GFAP and MOG are expressed in different glial cell types, and different immune mechanisms are shared in GFAP astrocytopathy and MOG-IgG-associated diseases. GFAP, the main intermediate filament protein in astrocytes, is involved in multiple astrocyte functions. Activated cytotoxic T cells may trigger GFAP autoimmunity. Immune-mediated astrocyte dysfunction can lead to chemokine release and further activate the immune response induced by GFAP-specific cytotoxic CD8+ T cells, resulting in GFAP astrocytopathy [8]. In addition, GFAP autoimmunity may also occur as a secondary phenomenon. A study from the Mayo Clinic revealed that nearly 40 % of patients with GFAP astrocytopathy had prodromic infectious symptoms [5]. A case report from China also confirmed autoimmune GFAP astrocytopathy after herpes simplex viral encephalitis [9].

In contrast to the mechanism of GFAP astrocytopathy, the production of MOG-IgG is thought to be related to CD4+ T cells [10]. MOG-specific B cells are also involved in the activation of MOG-specific T cells and demyelination [11]. However, the underlying mechanisms for patients with the coexistence of GFAP-IgG and MOG-IgG remain elusive. Elevated CSF cytokines, especially interleukin-6, contribute to the pathogenesis of GFAP astrocytopathy and MOG-IgG-positive disorders [12, 13]. Thus, this common pathway in two different pathological mechanisms may play an important role in overlapping syndromes. In addition, increased blood-brain barrier permeability caused by GFAP astrocytopathy can help MOG-IgG enter the central nervous system, resulting in MOG-IgG-associated diseases [14]. In our case, the patient first developed fever and headache, elevated cellularity, protein levels in the CSF, and diffuse leptomeningeal lesions, which are the common manifestations of GFAP astrocytopathy. However, in the next attack, hyperintense signal changes in the cerebellum, corona radiata, and frontal and parietal white matter, which are the common imaging characteristics of MOGIgGmediated disease.
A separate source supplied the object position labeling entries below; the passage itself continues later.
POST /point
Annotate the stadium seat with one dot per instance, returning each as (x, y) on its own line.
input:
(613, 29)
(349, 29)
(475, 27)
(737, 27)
Based on the positive serum and CSF MOG-IgG, the patient was diagnosed with MOG-IgG-mediated disease. In addition, linear perivascular radial gadolinium enhancement perpendicular to the ventricle was also observed during the second attack. Taken together, we hypothesized that both MOG-IgG and GFAP-IgG were also involved in the pathogenesis of the second attack. Therefore, we believe that overlapping syndromes of GFAP astrocytopathy and MOG-IgG-associated disease occurred in this patient.

In published cases, GFAP astrocytopathy and MOG-IgG-associated diseases are both sensitive to steroid treatment [1, 15]. Our patient also showed a good response to steroid therapy. Initially, anti-infective treatment was ineffective because of the misdiagnosis of infectious meningoencephalitis, and new lesions gradually appeared in the follow-up MRI. After steroid pulse therapy, the symptoms and imaging findings improved. In addition, a slow steroid taper with close monitoring and long-term immunosuppressive treatment is recommended [16, 17]. With prednisolone and tacrolimus, our patient achieved complete recovery without relapse.

In conclusion, we report a case of overlapping syndrome with the coexistence of MOG-IgG and GFAP-IgG presenting as clinical meningoencephalitis. This report enriches the literature on overlapping autoimmune syndromes. The early screening of autoantibodies against CNS antigens is of great importance for patients suspected of having an intracranial infection for a definite diagnosis. Early steroid treatment and long-term immunosuppression may be appropriate for this rare disease.